Latent Feature Representation via Unsupervised Learning for Pattern
Discovery in Massive Electron Microscopy Image Volumes
- URL: http://arxiv.org/abs/2012.12175v1
- Date: Tue, 22 Dec 2020 17:14:19 GMT
- Title: Latent Feature Representation via Unsupervised Learning for Pattern
Discovery in Massive Electron Microscopy Image Volumes
- Authors: Gary B Huang and Huei-Fang Yang and Shin-ya Takemura and Pat Rivlin
and Stephen M Plaza
- Abstract summary: In particular, we give an unsupervised deep learning approach to learning a latent representation that captures semantic similarity in the data set.
We demonstrate the utility of our method applied to nano-scale electron microscopy data, where even relatively small portions of animal brains can require terabytes of image data.

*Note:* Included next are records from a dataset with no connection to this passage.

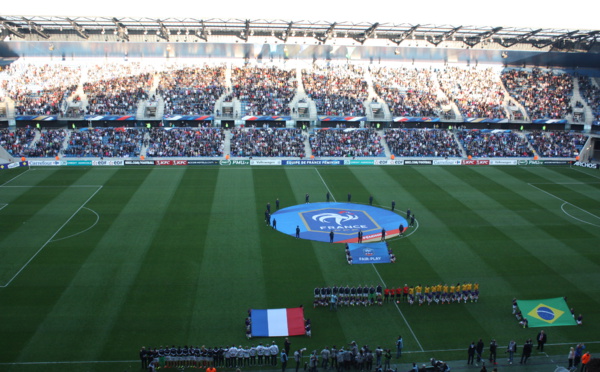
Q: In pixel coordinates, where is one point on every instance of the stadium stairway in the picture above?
(386, 148)
(228, 84)
(307, 149)
(373, 98)
(442, 96)
(463, 152)
(145, 139)
(66, 142)
(300, 94)
(226, 141)
(577, 97)
(5, 155)
(36, 138)
(529, 145)
(513, 102)
(10, 111)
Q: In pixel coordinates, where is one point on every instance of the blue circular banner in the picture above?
(316, 221)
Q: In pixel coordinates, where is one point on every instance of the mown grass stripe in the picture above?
(104, 280)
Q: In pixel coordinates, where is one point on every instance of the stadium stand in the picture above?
(544, 93)
(116, 88)
(263, 90)
(336, 90)
(346, 142)
(422, 142)
(16, 141)
(591, 93)
(557, 143)
(48, 145)
(191, 90)
(494, 143)
(106, 142)
(180, 142)
(476, 92)
(267, 142)
(407, 91)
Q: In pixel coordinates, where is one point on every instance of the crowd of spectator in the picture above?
(544, 93)
(407, 91)
(105, 142)
(116, 88)
(267, 142)
(346, 142)
(40, 89)
(49, 144)
(263, 90)
(422, 142)
(117, 96)
(477, 92)
(191, 90)
(591, 93)
(496, 143)
(557, 143)
(15, 142)
(338, 90)
(185, 142)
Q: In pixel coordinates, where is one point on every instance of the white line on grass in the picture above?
(15, 177)
(137, 360)
(380, 278)
(562, 207)
(324, 183)
(566, 202)
(52, 237)
(584, 172)
(81, 232)
(400, 311)
(55, 186)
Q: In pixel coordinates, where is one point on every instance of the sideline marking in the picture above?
(81, 232)
(562, 207)
(566, 202)
(305, 356)
(380, 278)
(584, 172)
(52, 237)
(15, 177)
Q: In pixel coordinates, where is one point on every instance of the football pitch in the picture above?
(96, 262)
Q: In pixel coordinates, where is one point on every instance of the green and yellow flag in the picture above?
(546, 313)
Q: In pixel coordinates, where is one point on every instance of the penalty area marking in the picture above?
(565, 203)
(51, 238)
(379, 275)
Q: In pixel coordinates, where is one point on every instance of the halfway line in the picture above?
(49, 240)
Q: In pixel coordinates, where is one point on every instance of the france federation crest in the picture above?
(340, 221)
(317, 221)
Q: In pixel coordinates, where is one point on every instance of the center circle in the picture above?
(316, 221)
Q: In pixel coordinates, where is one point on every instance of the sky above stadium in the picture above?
(578, 15)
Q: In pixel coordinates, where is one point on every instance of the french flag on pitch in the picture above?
(277, 322)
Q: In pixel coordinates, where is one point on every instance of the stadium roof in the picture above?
(39, 28)
(507, 13)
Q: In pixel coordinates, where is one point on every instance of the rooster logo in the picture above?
(339, 218)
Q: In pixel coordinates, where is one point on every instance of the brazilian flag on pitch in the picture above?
(546, 313)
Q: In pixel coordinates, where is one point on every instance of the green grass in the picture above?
(155, 256)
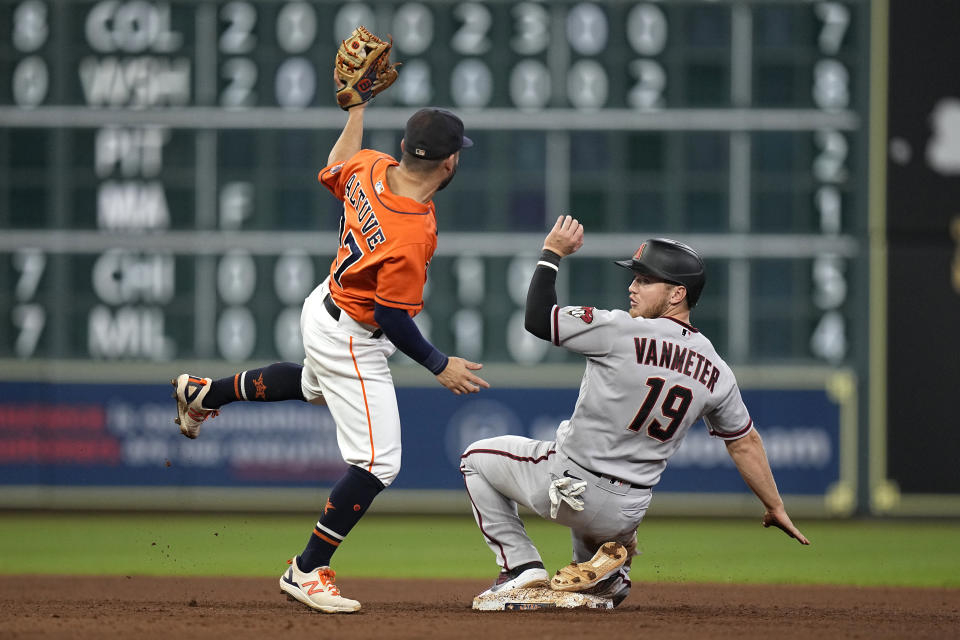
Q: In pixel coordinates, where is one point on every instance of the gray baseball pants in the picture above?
(503, 472)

- Score: 4.278591555984395
- License: http://arxiv.org/licenses/nonexclusive-distrib/1.0/
- Abstract: We propose a method to facilitate exploration and analysis of new large data
sets. In particular, we give an unsupervised deep learning approach to learning
a latent representation that captures semantic similarity in the data set. The
core idea is to use data augmentations that preserve semantic meaning to
generate synthetic examples of elements whose feature representations should be
close to one another.
We demonstrate the utility of our method applied to nano-scale electron
microscopy data, where even relatively small portions of animal brains can
require terabytes of image data. Although supervised methods can be used to
predict and identify known patterns of interest, the scale of the data makes it
difficult to mine and analyze patterns that are not known a priori. We show the
ability of our learned representation to enable query by example, so that if a
scientist notices an interesting pattern in the data, they can be presented
with other locations with matching patterns. We also demonstrate that
clustering of data in the learned space correlates with biologically-meaningful
distinctions. Finally, we introduce a visualization tool and software ecosystem
to facilitate user-friendly interactive analysis and uncover interesting
biological patterns. In short, our work opens possible new avenues in
understanding of and discovery in large data sets, arising in domains such as
EM analysis.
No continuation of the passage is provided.